Read The Feverbird's Claw Online
Authors: Jane Kurtz
If she ever saw Figt again, rage would make her strong enough to tear the other girl to bits. And Figt's beastie, too. Had he been the one to smell her out? But now she was with only a small group. Either the skulkuk had killed hundreds of Arkera or the big group had split into smaller traveling bands.
When the camp quieted, she twisted and turned, then tried pulling and yanking. No, she was as helpless as any animal about to be slaughtered. Finally she simply huddled against the tree, trembling. She slept a little and woke to feel the tree burning her skin.
By first light the camp was already in a hurry. A warrior woman untied Moralin and knotted the other end of the thong around her own wrist.
“Can I have something to eat?”
The woman made a shrug of nonunderstanding and gave a tug. Moralin made the motions to show what she wanted. In answer, the woman held out a piece of the black bread. “
Gada.
”
Moralin took stiff steps. She'd say no dirty Arkera word for “bread.”
“
Gada,
” the woman said again.
“No.”
The woman put the bread in her pouch.
For the next two days they walked deep into the red forest, where the trees grew huge and close and hummed so loudly that Moralin could not even hear the breathing of the people beside her. Her feet had gone from burning, pinching pain to numbness. Her heart, too, numbed.
Every day farther away from the Delagua city and temple made it more impossible that she would ever get back. She stared ahead with stone eyes and made no response to anything.
What would happen if she died out here? At home when someone died, that person was left alone in a closed room to which the Great Ones sent their messengers for judgment and pity. Would the messengers somehow find her? If they did, she could at least go to judgment having died a worthy death as a noble Delagua sacrifice.
The trees dwindled until she could sometimes glimpse a faint purple line of mountains to the east. Smaller pockets of people camped together at night, calling out in high chants or with pongas to other groups nearby. Moralin learned to match her step to the woman she was bound to and look at bare faces without flinching. She learned to sleep sitting up, tied to a tree, her head covered with a blanket because of the moon. She learned to say
gada
for the black bread, her voice sullen.
One evening they came to a brackish pond.
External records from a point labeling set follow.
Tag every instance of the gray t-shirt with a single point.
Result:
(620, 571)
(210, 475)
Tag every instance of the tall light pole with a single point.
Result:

Moralin crouched listlessly by it, thinking about the lake in the middle of the Delagua city, fed by underground streams. It was a place of cool respite except in the evenings when the feverbirds did their hunting along the shoreline. A person who stood under the whooshing of those giant wings was sure to wake up flushed and burning and was often soon dead.
Excitement rustled through the camp as people crushed shells and made a paint to decorate their bodies, using their fingers or tufts of grass to form patterns. That night no one built a fire, and the painting and chanting went on and on. By the time the ugly half-moon went down, everyone had a yellow body. Some had yellow handprints spread over their cheeks to look like feathers. Others had fish fins painted around their eyes.
At dawn fish leaped from the water in spiraling arcs. People spread nets among the floating weeds. Soon yellow birds circled and came in to rest on the water, a flock so huge that Moralin thought a person, stepping on their backs, could run out to the middle of the pond. People waded through yellow feathers that swirled around their ankles and stuck to them. Lan would love the feathers. Moralin caught one, but after a few moments she dropped it and watched it blow away.
She saw that some of the girls were carrying the birds in nets. Pity for them and for herself, poor prisoners all, made her choke. She watched fish being strung over the fire and cooked. If only she could give up her life as easily as a fish seemed to. The familiar words of the death prayer ran through her mind. Oh, Great Ones, I thank you that you gave me life as a Delagua fighter and not as a shadow or an animal. May I stand with courage and look death in the eyes before I ever bring shame to my people.
The next evening they walked down the slope toward the black mouth of a cave. That night was full of whispers and movements and far-off haunting cries. People lit torches from the embers of a fire and walked off into the midnight-dark cave's throat. The lights flickered, wavered, and were swallowed. A long time later people began to trickle back. She saw that they had been gathering salt.
Near dawn she fell asleep sitting and had a dream so clear she opened her eyes and felt tears on her cheek. First she had been falling, falling through a white mist. She could see the wall of the Delagua city, and she reached out; but under her fingers the stones turned smooth, and she could not hold on. What did it mean? Probably that death would soon come for her.
On the next terrible day she walked through gray ashes that drizzled out of the sky from a far-off fire, making the ground slick and hot. Moralin slipped and slid. When she managed to steady herself, the woman she was tied to would lose her balance, and the two of them would fall again.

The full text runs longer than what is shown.